UPS arm receives FAA nod to operate drone airline
Oct 3, 2019: UPS subsidiary UPS Flight Forward has received the US government’s first full Part 135 Standard certification to operate a drone airline. The company will initially expand its drone delivery service further to support hospital campuses around the country, and to provide solutions for customers beyond those in the healthcare industry. UPS Flight Forward plans in the future to transport a variety of items for customers in many industries, and regularly fly drones beyond the operators’ visual line of sight.
The US Federal Aviation Administration (FAA) awarded UPS Flight Forward a Part 135 Standard certification on Friday. The UPS subsidiary immediately launched the first drone delivery flight by any company under Part 135 Standard at WakeMed’s hospital campus in Raleigh, NC. That flight, using a Matternet M2 quadcopter, was flown under a government exemption allowing for a “beyond visual line of sight” (BVLOS) operation, also a first in the U.S. for a regular revenue-generating delivery.
UPS has proven the need for drone delivery in healthcare operations, where the shortest time in transit can improve efficiency and help healthcare professionals serve their patients better. Earlier this year, UPS partnered with drone-maker Matternet to launch its healthcare delivery service on the WakeMed campus. This first ever revenue-generating service demonstrated the business case for drone delivery of medical products and specimens. With its Part 135 Standard certification, UPS is ready to build on this application and expand to a variety of critical-care or lifesaving applications.

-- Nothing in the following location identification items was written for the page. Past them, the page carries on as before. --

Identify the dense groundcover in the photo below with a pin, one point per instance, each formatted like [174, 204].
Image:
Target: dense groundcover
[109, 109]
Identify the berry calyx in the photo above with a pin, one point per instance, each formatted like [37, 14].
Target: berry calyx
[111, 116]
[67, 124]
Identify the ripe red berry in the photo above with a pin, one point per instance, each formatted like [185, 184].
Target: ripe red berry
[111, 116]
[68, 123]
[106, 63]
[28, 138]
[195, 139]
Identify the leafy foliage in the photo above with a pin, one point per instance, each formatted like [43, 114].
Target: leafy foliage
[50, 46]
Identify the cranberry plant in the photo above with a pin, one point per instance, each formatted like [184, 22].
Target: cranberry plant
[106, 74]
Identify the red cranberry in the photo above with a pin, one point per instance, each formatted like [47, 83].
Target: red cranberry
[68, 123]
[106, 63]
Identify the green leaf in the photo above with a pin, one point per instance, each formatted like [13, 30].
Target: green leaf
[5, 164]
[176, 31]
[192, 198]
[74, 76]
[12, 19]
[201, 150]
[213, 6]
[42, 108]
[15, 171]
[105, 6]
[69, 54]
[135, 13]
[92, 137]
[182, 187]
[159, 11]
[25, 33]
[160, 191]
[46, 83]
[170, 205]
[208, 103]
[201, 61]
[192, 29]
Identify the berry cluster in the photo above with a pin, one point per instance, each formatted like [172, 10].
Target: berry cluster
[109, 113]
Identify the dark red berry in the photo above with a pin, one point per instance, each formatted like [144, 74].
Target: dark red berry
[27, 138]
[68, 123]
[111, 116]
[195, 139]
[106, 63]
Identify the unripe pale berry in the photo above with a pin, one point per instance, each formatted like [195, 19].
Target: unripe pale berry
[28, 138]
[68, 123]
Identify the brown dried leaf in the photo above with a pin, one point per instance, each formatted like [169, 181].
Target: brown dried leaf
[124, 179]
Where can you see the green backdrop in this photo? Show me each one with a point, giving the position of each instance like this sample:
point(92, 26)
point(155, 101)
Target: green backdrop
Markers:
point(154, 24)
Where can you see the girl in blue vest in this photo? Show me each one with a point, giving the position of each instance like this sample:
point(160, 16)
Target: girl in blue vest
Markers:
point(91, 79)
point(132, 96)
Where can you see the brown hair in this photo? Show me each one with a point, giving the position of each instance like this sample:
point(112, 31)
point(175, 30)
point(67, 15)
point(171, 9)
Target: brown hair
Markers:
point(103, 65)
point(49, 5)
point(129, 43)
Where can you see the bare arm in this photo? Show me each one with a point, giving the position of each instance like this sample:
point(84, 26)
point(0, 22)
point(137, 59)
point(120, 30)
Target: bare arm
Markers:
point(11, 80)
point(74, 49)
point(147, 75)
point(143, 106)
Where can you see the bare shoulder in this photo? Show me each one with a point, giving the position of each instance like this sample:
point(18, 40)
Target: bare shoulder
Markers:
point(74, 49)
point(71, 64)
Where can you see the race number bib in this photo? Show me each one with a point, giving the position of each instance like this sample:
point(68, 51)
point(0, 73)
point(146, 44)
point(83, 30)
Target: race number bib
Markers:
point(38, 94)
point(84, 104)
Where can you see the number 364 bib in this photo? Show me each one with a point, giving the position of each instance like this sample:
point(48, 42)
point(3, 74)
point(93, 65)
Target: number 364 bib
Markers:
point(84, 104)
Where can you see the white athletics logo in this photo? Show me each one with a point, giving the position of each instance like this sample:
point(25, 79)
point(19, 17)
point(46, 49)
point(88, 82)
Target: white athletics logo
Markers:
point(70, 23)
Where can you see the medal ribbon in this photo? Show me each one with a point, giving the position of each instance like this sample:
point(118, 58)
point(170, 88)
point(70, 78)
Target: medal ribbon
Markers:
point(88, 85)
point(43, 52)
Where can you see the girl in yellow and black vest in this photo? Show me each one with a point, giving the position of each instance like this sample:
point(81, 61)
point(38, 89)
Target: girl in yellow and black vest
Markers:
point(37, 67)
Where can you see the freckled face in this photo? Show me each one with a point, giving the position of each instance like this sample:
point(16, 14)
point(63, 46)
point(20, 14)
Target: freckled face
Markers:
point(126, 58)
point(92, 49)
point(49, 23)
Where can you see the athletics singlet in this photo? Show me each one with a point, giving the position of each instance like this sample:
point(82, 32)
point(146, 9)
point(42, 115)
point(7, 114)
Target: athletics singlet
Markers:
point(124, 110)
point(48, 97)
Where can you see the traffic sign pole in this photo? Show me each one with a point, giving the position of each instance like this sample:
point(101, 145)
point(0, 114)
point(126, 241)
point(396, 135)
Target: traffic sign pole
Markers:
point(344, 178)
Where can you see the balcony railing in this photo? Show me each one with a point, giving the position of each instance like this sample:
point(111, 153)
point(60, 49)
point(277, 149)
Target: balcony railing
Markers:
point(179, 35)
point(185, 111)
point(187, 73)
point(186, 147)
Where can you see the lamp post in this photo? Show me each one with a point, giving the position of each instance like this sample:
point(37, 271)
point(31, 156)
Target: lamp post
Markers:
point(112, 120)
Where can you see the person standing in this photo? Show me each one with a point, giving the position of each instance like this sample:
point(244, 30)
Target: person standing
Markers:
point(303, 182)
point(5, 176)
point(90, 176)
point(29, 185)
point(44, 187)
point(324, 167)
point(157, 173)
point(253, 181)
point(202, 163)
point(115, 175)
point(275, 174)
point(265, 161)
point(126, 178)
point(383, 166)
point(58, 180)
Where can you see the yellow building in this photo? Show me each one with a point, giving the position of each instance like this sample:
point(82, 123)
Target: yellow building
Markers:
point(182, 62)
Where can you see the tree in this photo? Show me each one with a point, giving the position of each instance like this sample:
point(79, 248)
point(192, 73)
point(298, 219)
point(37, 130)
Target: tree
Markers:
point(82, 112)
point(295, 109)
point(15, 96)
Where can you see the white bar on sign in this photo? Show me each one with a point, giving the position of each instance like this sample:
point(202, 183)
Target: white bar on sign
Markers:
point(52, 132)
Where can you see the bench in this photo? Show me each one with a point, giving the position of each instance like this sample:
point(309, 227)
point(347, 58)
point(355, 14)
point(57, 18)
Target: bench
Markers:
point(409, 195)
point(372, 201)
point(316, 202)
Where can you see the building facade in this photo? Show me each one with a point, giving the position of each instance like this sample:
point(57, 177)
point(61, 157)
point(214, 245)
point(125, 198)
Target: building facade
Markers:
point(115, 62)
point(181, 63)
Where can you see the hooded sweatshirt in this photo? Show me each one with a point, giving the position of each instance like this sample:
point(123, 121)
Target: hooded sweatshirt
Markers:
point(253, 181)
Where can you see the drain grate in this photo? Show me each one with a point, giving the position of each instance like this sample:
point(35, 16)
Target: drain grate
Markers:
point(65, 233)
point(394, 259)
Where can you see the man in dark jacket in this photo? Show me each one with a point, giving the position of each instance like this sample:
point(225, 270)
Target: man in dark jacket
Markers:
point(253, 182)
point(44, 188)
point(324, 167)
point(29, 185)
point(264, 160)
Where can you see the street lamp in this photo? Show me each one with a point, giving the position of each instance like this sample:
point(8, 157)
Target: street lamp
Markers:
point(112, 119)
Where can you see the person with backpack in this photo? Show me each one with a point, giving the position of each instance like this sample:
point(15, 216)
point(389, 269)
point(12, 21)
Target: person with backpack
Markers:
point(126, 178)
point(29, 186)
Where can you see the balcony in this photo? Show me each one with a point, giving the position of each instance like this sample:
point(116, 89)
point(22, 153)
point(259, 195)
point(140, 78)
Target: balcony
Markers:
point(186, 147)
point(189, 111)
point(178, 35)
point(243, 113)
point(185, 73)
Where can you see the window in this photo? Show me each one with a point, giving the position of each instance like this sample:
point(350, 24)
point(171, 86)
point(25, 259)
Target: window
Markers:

“This is history in the making, and we aren’t done yet,” said David Abney, UPS chief executive officer. “Our technology is opening doors for UPS and solving problems in unique ways for our customers. We will soon announce other steps to build out our infrastructure, expand services for healthcare customers and put drones to new uses in the future.”
The FAA’s Part 135 Standard certification has no limits on the size or scope of operations. It is the highest level of certification, one that no other company has attained. UPS Flight Forward’s certificate permits the company to fly an unlimited number of drones with an unlimited number of remote operators in command. This enables UPS to scale its operations to meet customer demand. Part 135 Standard also permits the drone and cargo to exceed 55 pounds and fly at night, previous restrictions governing earlier UPS flights.
“UPS Flight Forward is benefitting from our knowledge as one of the world’s leading airlines. The Flight Forward organization is building a full-scale drone operation based on the rigorous reliability, safety, and control requirements of the FAA,” Abney said.
“This is a big step forward in safely integrating unmanned aircraft systems into our airspace, expanding access to healthcare in North Carolina and building on the success of the national UAS Integration Pilot Program to maintain American leadership in unmanned aviation,” said US Secretary of Transportation Elaine L. Chao.
UPS has established itself as a leader in unmanned aerial vehicle delivery, having tested drones for urgent commercial deliveries over water; funded and supported humanitarian deliveries in Africa; and tested non-urgent commercial residential delivery in rural areas with drones launched from a UPS package delivery car.
UPS also has provided input to government regulators responsible for establishing rules for safe drone operations in the United States. A UPS senior executive has served since 2017 as one of a select group of corporate advisors on the FAA’s drone advisory committee.
UPS Flight Forward is forging paths to create innovative new services for customers. Part 135 Standard certification enables UPS to integrate drones into the UPS logistics network, creating potential for new applications in many industries. The company has a long-term plan with important milestones in view. These include expansion of the UPS Flight Forward delivery service to new hospitals and medical campuses around the country; rapid build-out of ground-based, detect-and-avoid (DAA) technologies to verify drone safety, while enabling future service expansion; construction of a centralized operations control center; regular and frequent drone flights beyond the operator’s visual line of sight; partnerships with additional drone manufacturers to build new drones with varying cargo capacities and adding new services outside of the healthcare industry, including the transport of special commodities and other regulated goods.